Market Commentary – July 2020

The MSCI UK All Cap NR index returned +9.4% during the three months to the end of June, whilst the MSCI World ex UK (£) NR index returned +20.4% in Sterling terms. Equity markets recovered a significant amount of the ground lost during the precipitous decline in asset prices observed during the first quarter of the year. The collapse was triggered by a sudden realisation that the economic impacts of the policies enacted to restrain the COVID-19 virus outbreak would result in a deep recession, the scale of which could challenge the debt-based capitalist economic system. However, policy makers were swift to announce enormous economic support packages, both fiscal and monetary. These, alongside the easing of lockdown restrictions in many jurisdictions and positive incremental news concerning the extraordinary effort being applied to develop possible vaccines, helped improve investor confidence during the period under review.

In Sterling terms, most major regional equity markets returned between +17% and +22%, the exceptions being the UK (see above) and Japanese markets (MSCI Japan NR (£) Index, +12.0%). The American equity market provided the strongest return (MSCI USA NR (£) Index, +22.0%), aided by the index’s significant exposure to technology and pharmaceutical stocks.
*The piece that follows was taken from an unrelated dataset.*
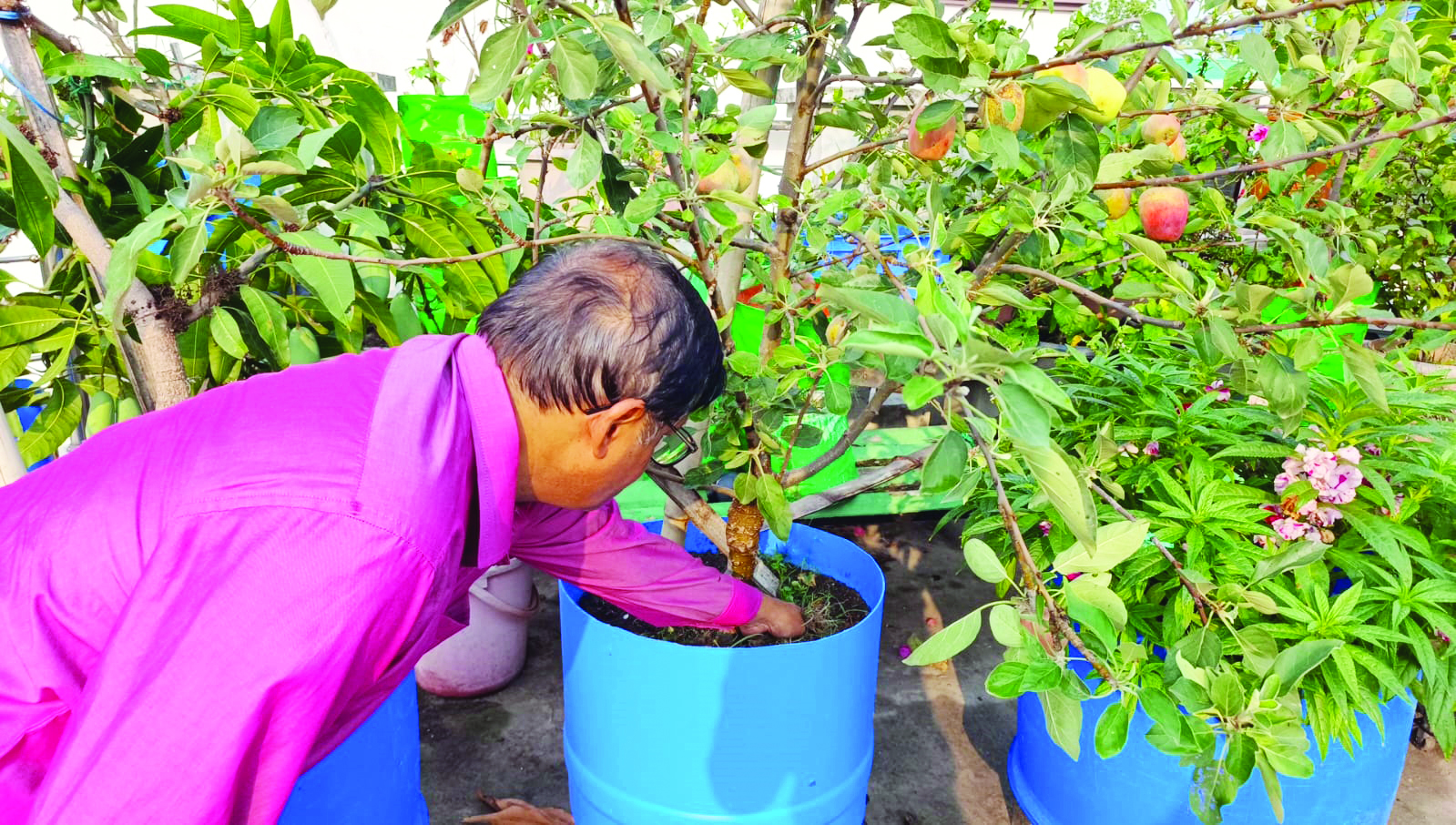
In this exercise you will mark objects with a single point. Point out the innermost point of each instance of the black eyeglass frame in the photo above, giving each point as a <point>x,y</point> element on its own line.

The UK equity market return was impacted by the index’s significant exposure to energy and financial stocks (which, in share price terms, have lagged the recovery seen in other sectors), the persistence of COVID-19 within the population and concerns regarding the outcome of Brexit negotiations.
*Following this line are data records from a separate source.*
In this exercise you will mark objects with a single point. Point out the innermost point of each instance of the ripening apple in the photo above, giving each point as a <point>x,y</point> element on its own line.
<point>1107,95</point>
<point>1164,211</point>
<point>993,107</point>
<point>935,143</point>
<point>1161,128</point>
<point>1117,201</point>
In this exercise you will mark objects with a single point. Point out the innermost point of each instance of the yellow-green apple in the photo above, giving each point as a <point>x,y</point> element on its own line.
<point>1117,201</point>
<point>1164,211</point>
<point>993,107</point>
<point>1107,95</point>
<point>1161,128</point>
Despite the more positive investment environment, Gilts continued to perform well producing a positive return (iShares Core UK Gilts ETF, +2.4%) as investors anticipated further policy announcements which would support government bond prices. Investment grade debt rebounded strongly as credit spreads narrowed following the announcement that the Federal Reserve would support corporate debt markets (iShares Core £ Corporate Bond ETF, +9.6%). ‘Riskier’ high yield debt also produced a strong positive return but interestingly, given the seemingly more ‘risk on’ environment, marginally underperformed investment grade debt (iShares Global High Yield GBP Hedged ETF, +9.4%).
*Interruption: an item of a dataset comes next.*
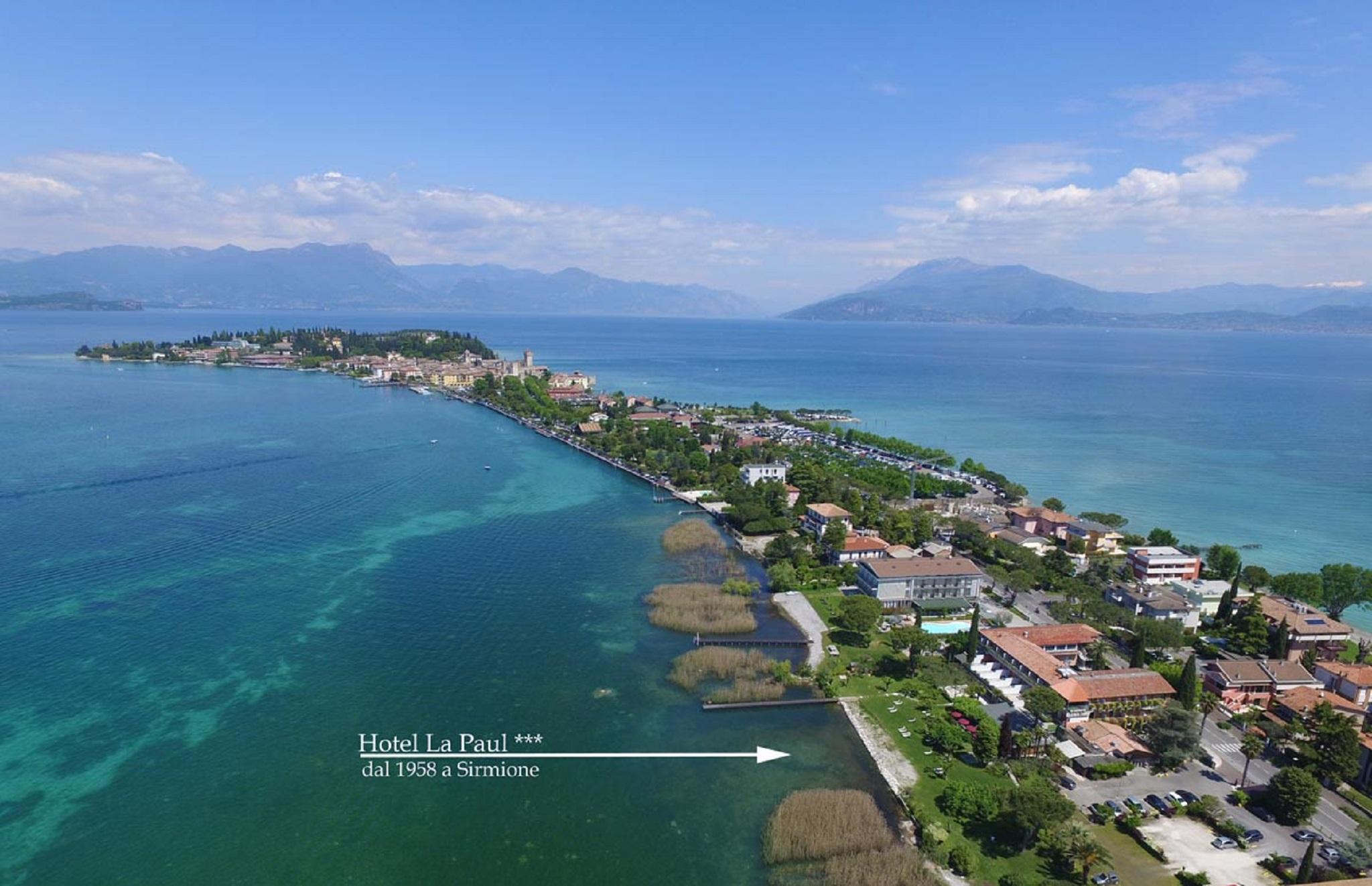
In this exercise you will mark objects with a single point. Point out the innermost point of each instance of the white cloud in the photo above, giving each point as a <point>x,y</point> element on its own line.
<point>1040,204</point>
<point>1359,179</point>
The Brent crude oil price ended the quarter at $41.2/barrel, an increase of 80.1% since the end of March. The hard stop to global economic activity has seen a collapse in demand for oil products, however production cuts and an incremental relaxation of economic lockdowns has helped the oil price recover somewhat.

In the three months to the end of June, the gold price rose 12.9% to $1781/oz. Sterling weakness versus the US Dollar boosted returns marginally such that the value of gold held by UK based investors rose by 13.5% (to £1,443/oz).